Hay días en que parte de mi trabajo —y mi cariño por este país— me obliga a mirar los números sin el filtro de la ideología. Otros, en cambio, me llevan a compararlos con escenas de cine, no por frivolidad, sino por la extraña sensación de que la realidad mexicana a veces no necesita efectos especiales para parecer una película de terror.
Desde que Claudia Sheinbaum asumió la Presidencia en octubre de 2024, el gobierno ha insistido en una narrativa de mejora cuantificable en materia de seguridad pública. Las cifras oficiales del Secretariado Ejecutivo del Sistema Nacional de Seguridad Pública (SESNSP) y las declaraciones del gabinete indican que el promedio diario de homicidios dolosos ha bajado aproximadamente de 87 a alrededor de 55 por día hacia finales de 2025, lo que representa una reducción en el orden del 32%–37% según distintos cortes de análisis gubernamentales.
A primera vista, las matemáticas parecen alentadoras: 27 o más vidas dejadas de perder cada día, como lo ha puesto el discurso oficial. Un logro que cualquier gestión consciente de derechos humanos, centrada en el valor intrínseco de cada vida, debería celebrar. Sin embargo, aquí es donde la comparación con Hollywood deja de ser sólo una analogía sociológica para convertirse en una advertencia moral.
Recordemos a John Wick, ese letal universo donde un ex-sicario se enfrenta a un ejército de enemigos: incluso allí, las muertes tienen un contexto, una coreografía narrativa, un propósito en la ficción. O piensa en It o Welcome to Derry, donde el terror sobrenatural se disfraza de payaso —una figura grotesca, sí— pero pura fantasía si la comparamos con lo que viven tantos mexicanos en regiones donde la violencia es estructural y cotidiana.

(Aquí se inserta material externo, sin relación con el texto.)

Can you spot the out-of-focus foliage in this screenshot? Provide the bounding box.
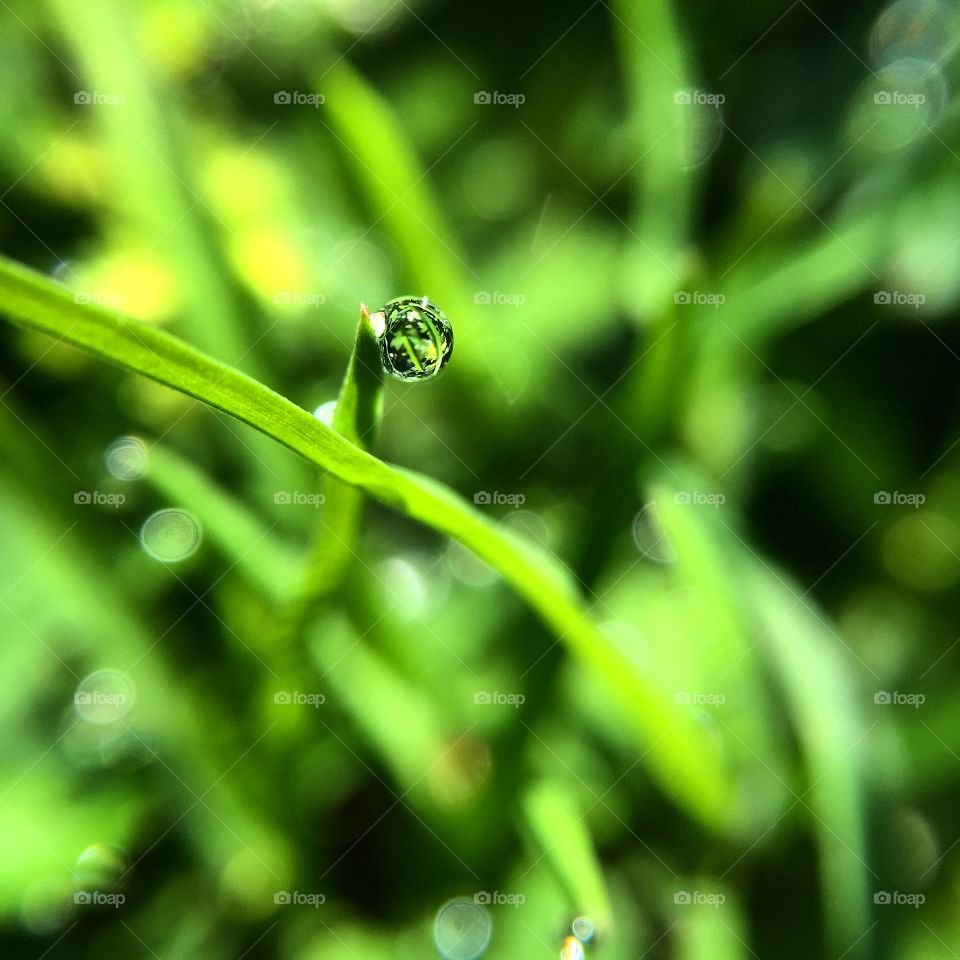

Ahora contrastemos: un promedio de más de 50 homicidios diarios todavía supera con creces el imaginario de peligro que nos venden muchas producciones de Hollywood. En un país sin guerra declarada, como destacaban análisis independientes, los números de homicidios diarios en México pueden rivalizar con zonas de conflicto cuando se traducen en vidas humanas arrebatadas sin un “guion” que lo justifique.
El discurso de “menos crimen” es legítimo si lo consideramos en términos porcentuales. Sin embargo, todavía estamos lejos de lo que cualquier sociedad medianamente segura consideraría aceptable. Y aquí entra otra variable que los números crudos no muestran: la percepción de inseguridad. Según datos de encuestas recientes, más del 60% de los mexicanos sigue sintiéndose inseguro en su vida diaria, un índice que no cae al mismo ritmo que los homicidios reportados.
Este desfase entre estadísticas y percepción no es menor. Porque no es lo mismo no morir violentamente que vivir con miedo constante de que te pase algo terrible. Muchos cineastas entienden esto mejor que los políticos: el miedo es más poderoso cuando se siente, no sólo cuando se cuantifica.
Y aquí está la paradoja central de este sexenio emergente: sí, hay una reducción numérica significativa en homicidios, lo cual es una buena noticia —y debe celebrarse con sobriedad—, pero aún estamos lejos del terreno donde una madre puede caminar por la calle sin revisar el entorno, donde un joven vuelve a su casa sin temer una emboscada, donde la violencia no es parte de la cotidianidad.
El reto de gobierno —y de la sociedad civil, de las empresas, de las familias— no es sólo bajar cifras, sino reconstruir confianza social, fortalecer justicia efectiva y atacar las causas profundas del crimen. Porque en México, a diferencia de una película —por más oscura que sea—, no hay subtítulos que avisen “corte de escena”.
Y mientras seguimos comparando la realidad con el celuloide, conviene recordar que la vida real no tiene segundas tomas. Aquí, cada número representa una historia, una familia, un futuro interrumpido. Y eso debería importarnos más que cualquier efecto cinematográfico.